Using recycled content in materials diverts consumer and industrial waste from landfill, reduces the depletion of natural resources, and can lower both energy consumption and costs. However, these materials must deliver the same quality, appearance and performance as virgin materials. We are now concentrating our efforts on nonmetallic materials, which are often composed of virgin content.
In some cases, we recycle the materials from our auto parts back into the same use, a process known as “closed-loop recycling.” For example, aluminum can be reused many times without loss of quality, and recycling aluminum requires 95 percent less energy than refining raw aluminum from bauxite, as well as avoiding the environmental impacts of mining.
We work closely with our suppliers to recycle aluminum scraps, or “chips,” from the production of the 2017 Ford F-150 to make more vehicles. These chips, most of which come from stamping windows into body panels, can comprise 40 percent of the original metal used. To achieve the level of purity required for auto bodies, we have invested $60 million in equipment that separates, cleans and shreds aluminum, and transfers it straight into designated trucks.
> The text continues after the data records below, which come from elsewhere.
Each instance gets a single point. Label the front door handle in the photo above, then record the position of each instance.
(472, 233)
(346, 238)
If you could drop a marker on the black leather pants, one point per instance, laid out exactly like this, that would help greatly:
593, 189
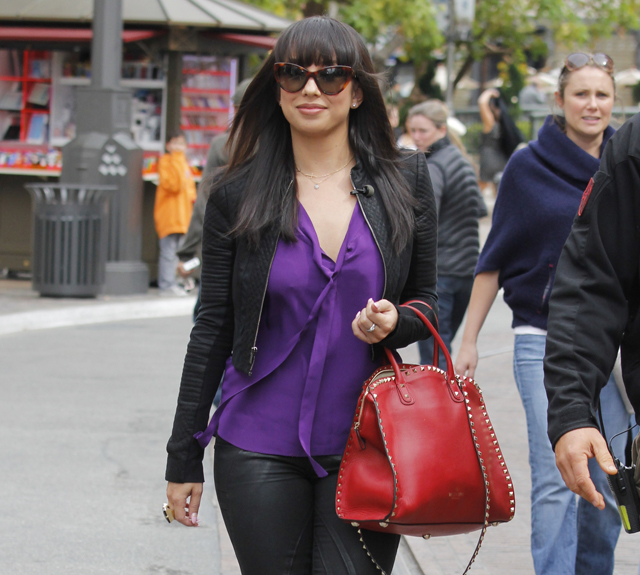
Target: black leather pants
281, 517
Where viable, we also “upcycle” materials into uses with higher material and performance requirements. In line with our global sustainable materials strategy, certain nonvisible plastic parts must be made out of plastics from post-consumer recycled waste, such as nylon, tires and battery casings. For example:
- We are working on transforming post-consumer laundry detergent containers and milk bottles into blow-molded automotive components
- We are also investigating how post-consumer drinks bottles may be used to make energy-absorbing materials
Using recycled materials for interior parts such as seat fabrics, components and carpets requires us to achieve the necessary appearance as well as performance. To date, we have developed 50 seat fabrics made from at least 25 percent post-industrial or post-consumer recycled content, and currently use recycled seat fabrics in 12 vehicles.